Ação despejou mais de 250 famílias Sem Terra, em Amaraji/PE. Foto: Juntas (Psol)/Acervo MST-PE, 2021.

Benedito R. Barbosa, coordenador da Central de Movimentos Populares da Capital, da articulação nacional da Campanha Despejo Zero, concorda com Kelli. Ele chamou a manobra de um duro golpe. Benedito, também conhecido como Dito, também é advogado do Centro Gaspar Garcia de Direitos Humanos e da União dos Movimentos Moradia de São Paulo (UMM-SP).

Segundo ele, para quem acompanhou o debate acalorado entre senadores(as) da casa, ficou evidente a ideologização do Projeto de Lei e o peso do latifúndio no Senado. “Quem manda no senado são os ruralistas, o latifúndio. Isso ficou muito caracterizado no debate entre os Senadores”. E defendeu que o projeto não se trata de retirar o direito de propriedade e sim de Direitos Humanos, por uma moratória temporária neste período tão difícil de pandemia.
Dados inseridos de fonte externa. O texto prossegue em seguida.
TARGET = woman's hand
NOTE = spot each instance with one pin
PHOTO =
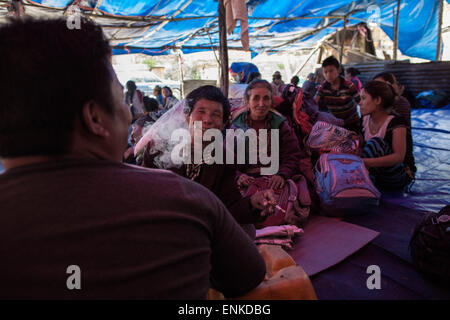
(265, 201)
(245, 180)
(276, 182)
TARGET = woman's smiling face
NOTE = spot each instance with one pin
(259, 103)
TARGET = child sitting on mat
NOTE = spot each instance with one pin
(386, 151)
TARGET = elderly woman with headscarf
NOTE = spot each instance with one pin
(261, 115)
(241, 73)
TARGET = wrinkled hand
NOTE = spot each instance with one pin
(276, 182)
(245, 180)
(128, 152)
(265, 201)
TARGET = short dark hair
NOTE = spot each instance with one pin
(388, 77)
(383, 90)
(353, 71)
(150, 104)
(210, 93)
(60, 70)
(258, 84)
(331, 61)
(131, 85)
(157, 89)
(253, 75)
(295, 80)
(168, 89)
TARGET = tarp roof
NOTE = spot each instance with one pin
(158, 27)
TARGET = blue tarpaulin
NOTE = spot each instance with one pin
(157, 27)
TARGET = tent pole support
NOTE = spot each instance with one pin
(223, 51)
(307, 59)
(439, 44)
(18, 8)
(397, 15)
(343, 41)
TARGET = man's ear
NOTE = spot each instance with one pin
(377, 101)
(94, 118)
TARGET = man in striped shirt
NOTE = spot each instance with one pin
(338, 96)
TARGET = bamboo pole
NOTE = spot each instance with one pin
(396, 30)
(181, 70)
(307, 59)
(439, 44)
(343, 41)
(223, 50)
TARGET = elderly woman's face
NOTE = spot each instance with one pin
(259, 102)
(165, 92)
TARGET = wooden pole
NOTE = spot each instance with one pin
(396, 30)
(223, 50)
(307, 59)
(181, 70)
(342, 41)
(439, 44)
(18, 9)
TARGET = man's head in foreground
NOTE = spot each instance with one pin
(74, 106)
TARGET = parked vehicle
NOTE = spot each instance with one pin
(146, 81)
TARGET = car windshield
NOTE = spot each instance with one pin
(146, 79)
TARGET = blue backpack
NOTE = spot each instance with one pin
(343, 185)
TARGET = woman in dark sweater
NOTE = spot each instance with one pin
(387, 152)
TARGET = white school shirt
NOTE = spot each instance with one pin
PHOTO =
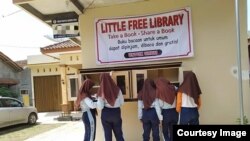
(103, 102)
(87, 104)
(165, 105)
(188, 101)
(155, 105)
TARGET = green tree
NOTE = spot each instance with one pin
(4, 91)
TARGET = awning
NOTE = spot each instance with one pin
(8, 81)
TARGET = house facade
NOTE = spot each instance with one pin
(211, 36)
(55, 76)
(10, 74)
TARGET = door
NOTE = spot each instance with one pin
(121, 78)
(138, 77)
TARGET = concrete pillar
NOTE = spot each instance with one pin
(65, 106)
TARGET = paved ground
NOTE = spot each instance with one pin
(72, 130)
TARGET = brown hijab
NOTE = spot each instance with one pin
(190, 86)
(84, 92)
(165, 90)
(108, 89)
(147, 94)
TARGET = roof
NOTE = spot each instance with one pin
(8, 81)
(8, 61)
(64, 46)
(22, 63)
(48, 10)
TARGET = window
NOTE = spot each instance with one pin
(73, 87)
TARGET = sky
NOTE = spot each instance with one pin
(22, 35)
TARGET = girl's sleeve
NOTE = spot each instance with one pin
(100, 103)
(90, 103)
(178, 102)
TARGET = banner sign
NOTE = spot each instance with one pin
(65, 28)
(144, 38)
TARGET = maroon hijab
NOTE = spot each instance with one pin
(147, 94)
(84, 91)
(165, 90)
(108, 89)
(190, 85)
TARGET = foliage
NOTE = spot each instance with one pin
(245, 120)
(4, 91)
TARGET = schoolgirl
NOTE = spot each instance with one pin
(86, 102)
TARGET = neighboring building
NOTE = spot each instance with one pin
(25, 83)
(10, 74)
(212, 38)
(50, 73)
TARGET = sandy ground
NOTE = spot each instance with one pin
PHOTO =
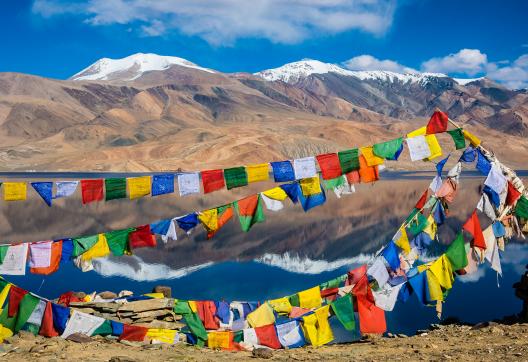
(454, 342)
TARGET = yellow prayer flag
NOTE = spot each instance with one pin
(310, 186)
(15, 191)
(276, 193)
(281, 305)
(219, 339)
(434, 146)
(310, 298)
(262, 316)
(418, 132)
(209, 219)
(258, 172)
(99, 249)
(138, 186)
(159, 335)
(443, 272)
(316, 327)
(474, 140)
(370, 157)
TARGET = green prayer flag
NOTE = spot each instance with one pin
(344, 310)
(118, 240)
(115, 188)
(349, 160)
(333, 183)
(26, 307)
(104, 329)
(458, 138)
(3, 252)
(387, 149)
(82, 244)
(235, 177)
(521, 208)
(456, 253)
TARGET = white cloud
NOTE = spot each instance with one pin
(368, 62)
(467, 61)
(222, 22)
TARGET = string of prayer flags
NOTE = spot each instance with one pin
(388, 150)
(213, 180)
(115, 188)
(257, 173)
(45, 190)
(92, 190)
(304, 167)
(249, 211)
(162, 184)
(459, 140)
(370, 157)
(283, 171)
(329, 165)
(235, 177)
(15, 191)
(189, 183)
(141, 186)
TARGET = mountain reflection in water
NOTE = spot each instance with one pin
(291, 251)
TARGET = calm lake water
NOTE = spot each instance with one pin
(290, 252)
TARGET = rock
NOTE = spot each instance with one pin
(262, 353)
(107, 295)
(167, 291)
(79, 338)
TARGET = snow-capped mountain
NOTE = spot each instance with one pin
(132, 67)
(293, 72)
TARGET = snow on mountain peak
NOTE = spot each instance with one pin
(132, 67)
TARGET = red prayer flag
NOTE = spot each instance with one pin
(513, 194)
(133, 333)
(267, 336)
(46, 326)
(92, 190)
(15, 297)
(142, 237)
(213, 180)
(437, 123)
(472, 226)
(330, 166)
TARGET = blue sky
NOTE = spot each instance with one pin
(57, 38)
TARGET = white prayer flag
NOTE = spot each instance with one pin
(189, 183)
(304, 167)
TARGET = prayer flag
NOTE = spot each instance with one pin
(45, 190)
(65, 188)
(458, 138)
(283, 171)
(189, 183)
(349, 160)
(115, 188)
(389, 149)
(304, 167)
(437, 123)
(256, 173)
(213, 180)
(162, 184)
(329, 165)
(235, 177)
(472, 226)
(139, 186)
(15, 191)
(370, 157)
(249, 211)
(92, 190)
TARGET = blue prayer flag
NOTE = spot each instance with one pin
(283, 171)
(45, 190)
(162, 184)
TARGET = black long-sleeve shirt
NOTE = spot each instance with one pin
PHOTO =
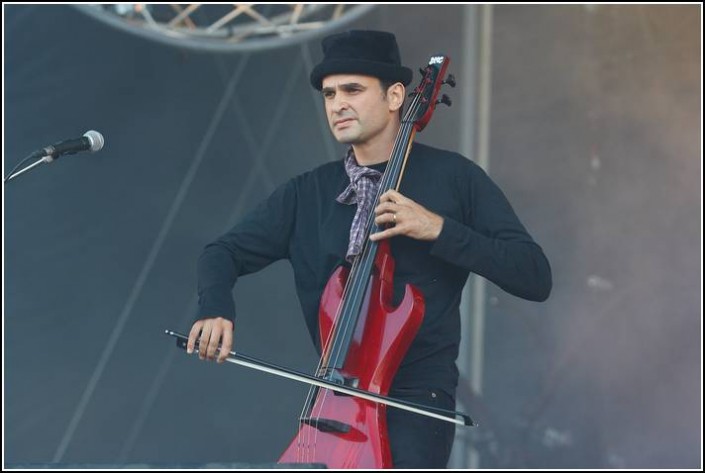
(301, 221)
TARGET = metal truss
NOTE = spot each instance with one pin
(226, 26)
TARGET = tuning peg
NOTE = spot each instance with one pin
(450, 80)
(444, 100)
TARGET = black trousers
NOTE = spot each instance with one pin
(418, 441)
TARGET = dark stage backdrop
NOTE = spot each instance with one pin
(594, 137)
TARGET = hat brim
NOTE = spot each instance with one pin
(358, 66)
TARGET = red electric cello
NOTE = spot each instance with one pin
(343, 422)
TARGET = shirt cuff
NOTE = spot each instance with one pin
(216, 302)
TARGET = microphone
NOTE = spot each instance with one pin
(90, 141)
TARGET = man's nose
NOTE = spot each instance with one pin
(339, 104)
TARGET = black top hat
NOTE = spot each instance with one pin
(372, 53)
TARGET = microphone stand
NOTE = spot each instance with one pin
(45, 159)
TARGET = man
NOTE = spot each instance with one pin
(447, 220)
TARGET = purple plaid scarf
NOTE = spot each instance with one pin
(362, 190)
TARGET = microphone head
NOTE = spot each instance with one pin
(96, 139)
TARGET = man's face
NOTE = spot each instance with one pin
(356, 107)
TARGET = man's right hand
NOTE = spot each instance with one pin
(212, 331)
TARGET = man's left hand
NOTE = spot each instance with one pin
(406, 217)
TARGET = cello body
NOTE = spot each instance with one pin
(387, 332)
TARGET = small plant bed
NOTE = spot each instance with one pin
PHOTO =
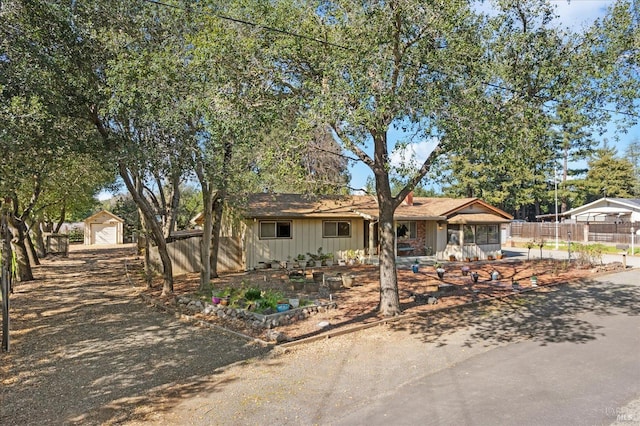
(254, 299)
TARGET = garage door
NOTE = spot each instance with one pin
(103, 233)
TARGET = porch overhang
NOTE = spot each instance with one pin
(477, 218)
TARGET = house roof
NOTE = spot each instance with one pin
(477, 218)
(298, 206)
(292, 206)
(103, 212)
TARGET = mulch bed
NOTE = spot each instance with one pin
(358, 305)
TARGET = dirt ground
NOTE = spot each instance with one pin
(358, 305)
(85, 349)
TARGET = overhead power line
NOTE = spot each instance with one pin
(251, 24)
(339, 46)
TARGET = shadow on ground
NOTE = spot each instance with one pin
(86, 350)
(552, 315)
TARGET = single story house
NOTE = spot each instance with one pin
(282, 226)
(103, 228)
(607, 210)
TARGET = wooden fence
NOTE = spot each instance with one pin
(185, 255)
(608, 233)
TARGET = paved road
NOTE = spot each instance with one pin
(521, 253)
(567, 357)
(587, 371)
(85, 351)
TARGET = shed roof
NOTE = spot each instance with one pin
(606, 206)
(103, 213)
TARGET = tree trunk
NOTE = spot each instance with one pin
(389, 299)
(205, 249)
(17, 229)
(215, 234)
(63, 214)
(31, 250)
(154, 228)
(39, 239)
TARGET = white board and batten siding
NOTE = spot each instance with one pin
(306, 237)
(103, 228)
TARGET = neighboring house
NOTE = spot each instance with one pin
(282, 226)
(607, 210)
(103, 228)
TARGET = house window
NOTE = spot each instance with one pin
(487, 234)
(406, 230)
(270, 230)
(469, 234)
(453, 234)
(336, 229)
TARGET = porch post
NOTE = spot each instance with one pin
(372, 240)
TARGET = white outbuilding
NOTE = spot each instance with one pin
(103, 228)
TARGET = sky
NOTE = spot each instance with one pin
(575, 14)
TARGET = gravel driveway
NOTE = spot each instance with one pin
(86, 350)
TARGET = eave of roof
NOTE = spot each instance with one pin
(93, 216)
(477, 218)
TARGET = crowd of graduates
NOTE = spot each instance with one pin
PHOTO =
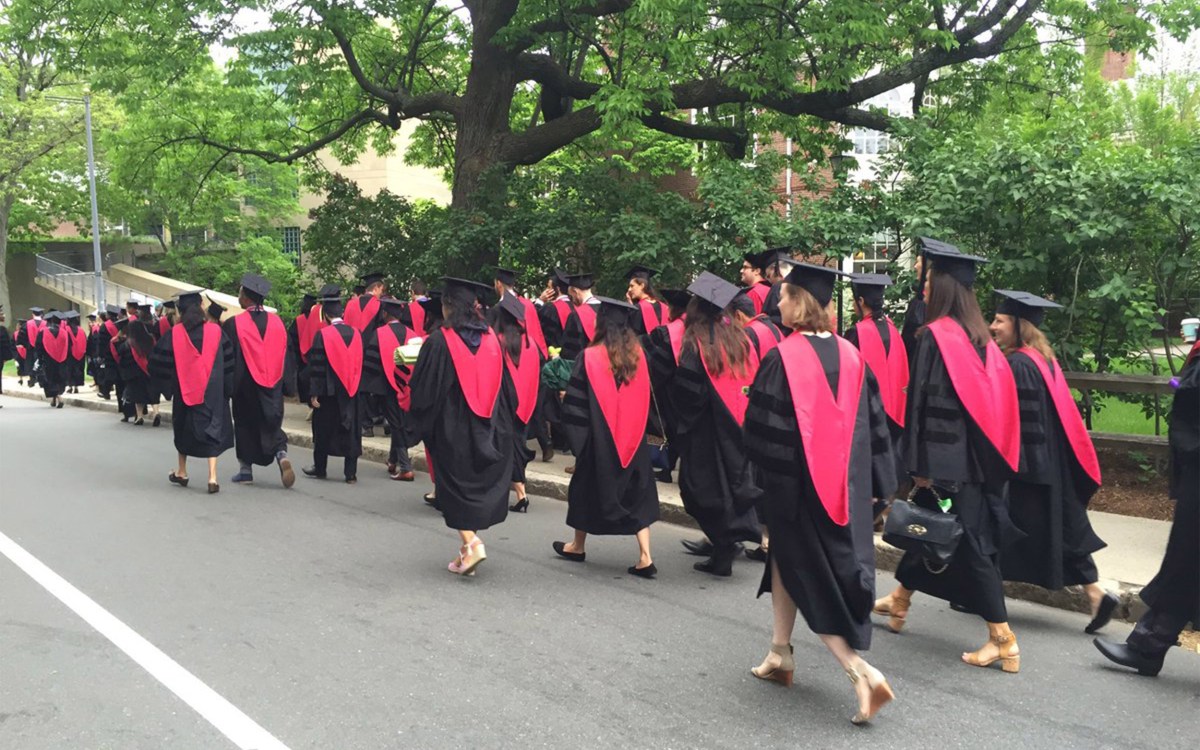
(790, 443)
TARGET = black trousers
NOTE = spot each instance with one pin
(1156, 631)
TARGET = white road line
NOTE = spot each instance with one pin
(220, 713)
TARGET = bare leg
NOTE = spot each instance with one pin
(580, 540)
(643, 547)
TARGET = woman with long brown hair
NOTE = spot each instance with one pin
(708, 396)
(1059, 472)
(816, 430)
(605, 413)
(463, 406)
(961, 447)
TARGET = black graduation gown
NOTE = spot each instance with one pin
(472, 456)
(1048, 498)
(943, 443)
(257, 411)
(205, 430)
(604, 497)
(52, 375)
(1175, 589)
(827, 569)
(715, 478)
(336, 426)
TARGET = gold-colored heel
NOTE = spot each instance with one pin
(784, 671)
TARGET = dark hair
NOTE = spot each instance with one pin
(723, 345)
(460, 304)
(624, 349)
(511, 336)
(949, 299)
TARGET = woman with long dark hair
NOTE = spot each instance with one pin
(816, 430)
(193, 365)
(961, 445)
(463, 406)
(522, 360)
(605, 413)
(708, 397)
(1059, 472)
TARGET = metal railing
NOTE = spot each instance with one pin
(81, 286)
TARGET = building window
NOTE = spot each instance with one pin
(291, 241)
(875, 257)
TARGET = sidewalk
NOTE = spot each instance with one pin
(1129, 562)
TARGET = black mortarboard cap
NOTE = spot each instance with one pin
(954, 263)
(580, 281)
(616, 311)
(713, 289)
(816, 280)
(870, 287)
(513, 306)
(676, 298)
(1024, 305)
(507, 276)
(256, 283)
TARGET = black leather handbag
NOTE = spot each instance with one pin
(933, 534)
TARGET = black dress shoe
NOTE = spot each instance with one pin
(649, 571)
(1121, 653)
(697, 546)
(1103, 613)
(575, 557)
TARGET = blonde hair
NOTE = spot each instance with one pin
(810, 316)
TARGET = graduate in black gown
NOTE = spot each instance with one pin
(522, 359)
(605, 414)
(53, 358)
(262, 378)
(335, 376)
(816, 429)
(193, 366)
(963, 444)
(463, 406)
(1059, 472)
(708, 400)
(1174, 593)
(385, 377)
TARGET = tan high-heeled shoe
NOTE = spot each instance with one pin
(1007, 652)
(881, 693)
(895, 606)
(780, 672)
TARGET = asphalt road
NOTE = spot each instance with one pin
(325, 615)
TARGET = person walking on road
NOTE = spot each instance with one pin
(463, 406)
(1059, 472)
(1174, 593)
(961, 444)
(193, 365)
(605, 414)
(816, 429)
(263, 376)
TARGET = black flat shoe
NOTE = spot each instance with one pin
(575, 557)
(1120, 653)
(1103, 613)
(649, 571)
(697, 546)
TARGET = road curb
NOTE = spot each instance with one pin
(887, 557)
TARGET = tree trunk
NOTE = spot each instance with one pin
(6, 203)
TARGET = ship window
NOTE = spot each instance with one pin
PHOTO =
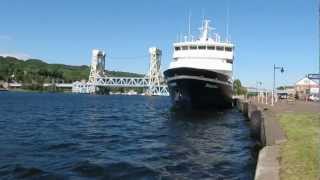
(201, 47)
(193, 47)
(219, 48)
(229, 49)
(211, 48)
(184, 47)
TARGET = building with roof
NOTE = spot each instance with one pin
(305, 87)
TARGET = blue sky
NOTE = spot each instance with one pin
(264, 32)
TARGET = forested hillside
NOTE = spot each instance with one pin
(35, 71)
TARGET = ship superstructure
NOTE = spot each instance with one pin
(200, 73)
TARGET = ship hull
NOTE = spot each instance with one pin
(197, 88)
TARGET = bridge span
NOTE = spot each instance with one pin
(153, 82)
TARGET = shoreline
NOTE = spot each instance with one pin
(269, 127)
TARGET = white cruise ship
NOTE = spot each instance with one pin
(200, 74)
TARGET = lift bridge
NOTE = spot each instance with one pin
(153, 81)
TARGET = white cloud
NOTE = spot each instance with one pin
(22, 56)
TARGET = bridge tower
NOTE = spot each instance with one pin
(97, 68)
(154, 74)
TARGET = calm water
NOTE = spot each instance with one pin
(67, 136)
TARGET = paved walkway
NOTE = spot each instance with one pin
(268, 165)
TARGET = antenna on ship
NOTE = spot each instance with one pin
(205, 30)
(227, 23)
(189, 26)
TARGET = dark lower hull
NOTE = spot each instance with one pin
(194, 88)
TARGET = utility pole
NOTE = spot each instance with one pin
(274, 82)
(319, 44)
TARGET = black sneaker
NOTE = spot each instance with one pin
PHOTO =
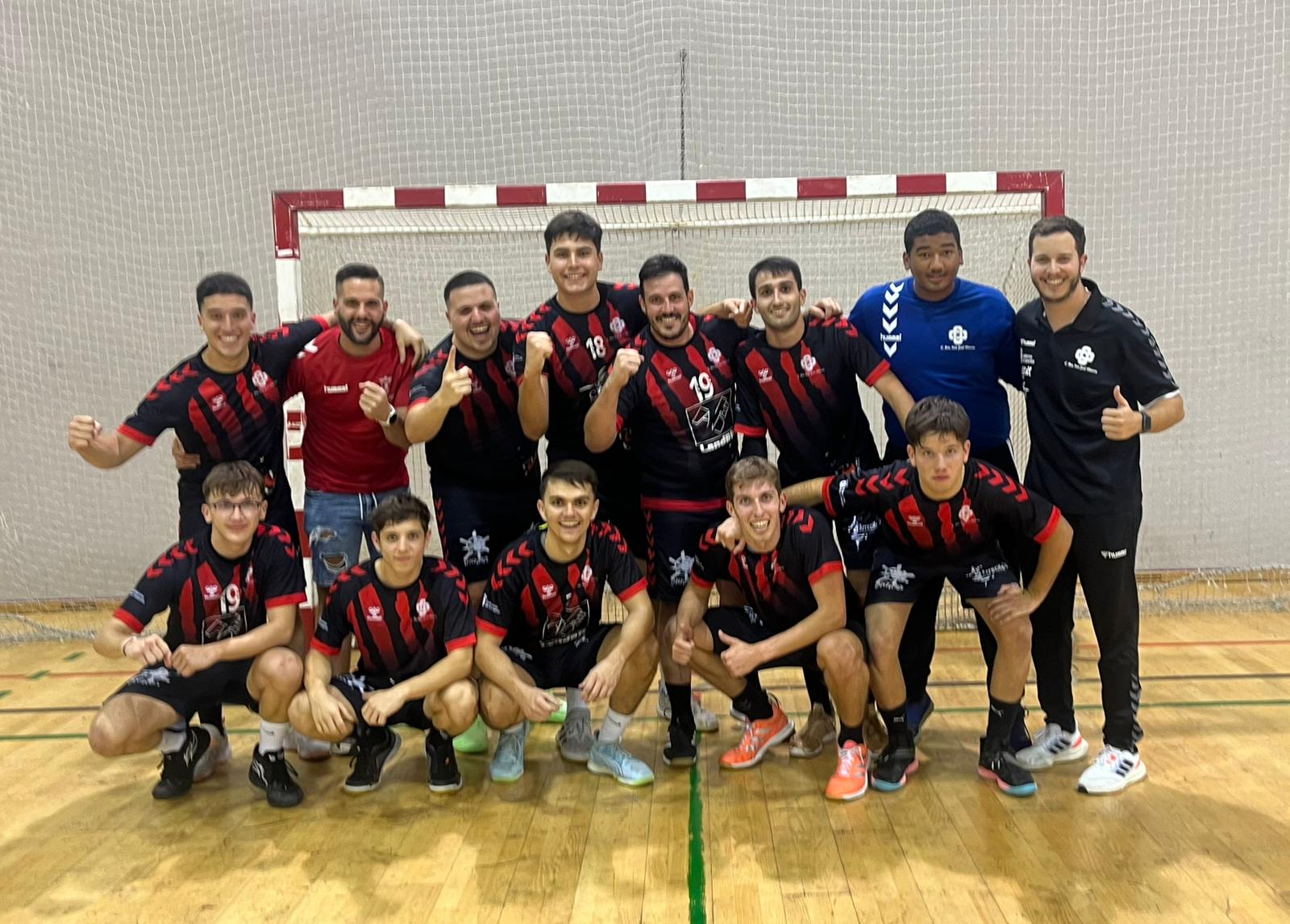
(999, 764)
(271, 772)
(442, 763)
(177, 768)
(893, 767)
(371, 755)
(681, 749)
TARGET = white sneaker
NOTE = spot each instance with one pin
(218, 752)
(1113, 771)
(1053, 746)
(705, 719)
(307, 749)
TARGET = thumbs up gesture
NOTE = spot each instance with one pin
(1121, 422)
(457, 384)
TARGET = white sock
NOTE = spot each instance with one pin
(613, 726)
(273, 736)
(173, 737)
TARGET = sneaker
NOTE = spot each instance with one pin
(918, 714)
(759, 737)
(307, 749)
(369, 760)
(851, 777)
(999, 764)
(1053, 746)
(1019, 739)
(821, 728)
(574, 737)
(271, 772)
(178, 765)
(474, 739)
(610, 759)
(219, 752)
(705, 719)
(874, 730)
(1113, 771)
(507, 764)
(681, 749)
(892, 768)
(442, 771)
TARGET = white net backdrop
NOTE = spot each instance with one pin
(142, 142)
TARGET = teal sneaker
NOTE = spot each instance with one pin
(574, 739)
(507, 764)
(474, 739)
(612, 759)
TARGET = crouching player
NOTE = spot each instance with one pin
(232, 593)
(410, 614)
(539, 627)
(791, 575)
(941, 515)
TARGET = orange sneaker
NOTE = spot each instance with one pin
(759, 737)
(851, 777)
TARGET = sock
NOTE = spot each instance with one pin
(849, 733)
(683, 707)
(754, 701)
(173, 737)
(613, 726)
(273, 736)
(898, 726)
(817, 689)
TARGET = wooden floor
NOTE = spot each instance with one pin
(1206, 838)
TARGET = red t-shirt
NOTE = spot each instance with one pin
(346, 453)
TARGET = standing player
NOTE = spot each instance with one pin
(355, 382)
(941, 515)
(797, 381)
(1096, 381)
(232, 591)
(791, 575)
(410, 616)
(674, 393)
(952, 337)
(539, 627)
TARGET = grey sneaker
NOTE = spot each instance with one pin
(574, 737)
(507, 764)
(612, 759)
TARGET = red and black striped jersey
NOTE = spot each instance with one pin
(213, 597)
(400, 631)
(226, 416)
(481, 442)
(584, 350)
(943, 532)
(777, 584)
(679, 408)
(535, 603)
(808, 399)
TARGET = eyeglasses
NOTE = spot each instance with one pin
(244, 507)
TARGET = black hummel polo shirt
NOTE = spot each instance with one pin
(1070, 377)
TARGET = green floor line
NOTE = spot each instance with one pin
(696, 879)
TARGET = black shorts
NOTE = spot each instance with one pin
(223, 681)
(281, 510)
(743, 623)
(896, 580)
(561, 665)
(477, 523)
(672, 531)
(354, 685)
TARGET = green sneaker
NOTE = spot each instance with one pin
(614, 760)
(474, 739)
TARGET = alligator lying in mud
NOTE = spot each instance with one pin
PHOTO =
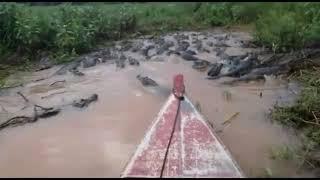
(243, 67)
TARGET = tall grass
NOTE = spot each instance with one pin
(67, 28)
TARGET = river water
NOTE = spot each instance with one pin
(97, 141)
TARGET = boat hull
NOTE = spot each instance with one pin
(194, 151)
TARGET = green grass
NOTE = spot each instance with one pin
(304, 114)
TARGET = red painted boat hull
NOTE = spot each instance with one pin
(195, 150)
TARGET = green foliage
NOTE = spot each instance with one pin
(215, 14)
(280, 30)
(304, 114)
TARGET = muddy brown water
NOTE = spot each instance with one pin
(99, 140)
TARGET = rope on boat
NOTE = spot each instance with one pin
(171, 136)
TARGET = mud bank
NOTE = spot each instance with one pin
(97, 141)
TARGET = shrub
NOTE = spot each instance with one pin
(280, 30)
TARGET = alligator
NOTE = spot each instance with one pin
(215, 69)
(133, 61)
(241, 69)
(164, 47)
(246, 78)
(200, 65)
(182, 46)
(84, 102)
(146, 81)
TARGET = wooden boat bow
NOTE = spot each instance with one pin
(180, 143)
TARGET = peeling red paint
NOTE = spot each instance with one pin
(194, 152)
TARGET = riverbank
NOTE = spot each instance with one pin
(39, 38)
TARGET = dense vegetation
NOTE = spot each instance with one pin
(65, 30)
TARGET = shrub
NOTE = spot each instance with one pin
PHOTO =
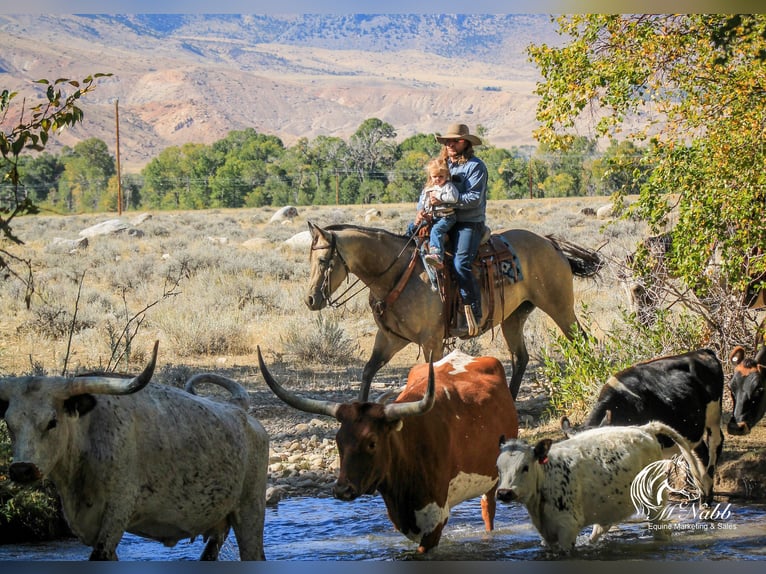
(327, 343)
(573, 372)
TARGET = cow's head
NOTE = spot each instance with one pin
(365, 436)
(519, 467)
(42, 412)
(748, 390)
Ou seja, apesar da aprovação do PL no Senado, “Eles ideologizaram o projeto em relação a esse tema do conflito da terra, entre a questão do direito de propriedade e a questão da suspensão de despejo neste período. Quando a gente está tratando de temas de direitos humanos e temas humanitários”, aponta Benedito. E conta que após a votação, as organizações que compõem a mobilização da campanha Despejo Zero voltam a se reunir para avaliarem e redefinirem suas articulações, a fim de se posicionar frente a essas novas emendas e atrasos, que recaem sobre o PL em questão.

Dessa forma, as representações das organizações que compõem a campanha apontam que as emendas impostas no Senado não somente excluem a população do campo de serem beneficiadas pela possível sanção da Lei. Mas também mantém o interesse de atrasar sua aprovação, para que a mesma tenha menos chances de ser sancionada e atender o apelo que a faz urgente, em meio a crise sanitária e econômica em que vive o país, onde mais de meio milhão de pessoas já morrem, só de Covid-19.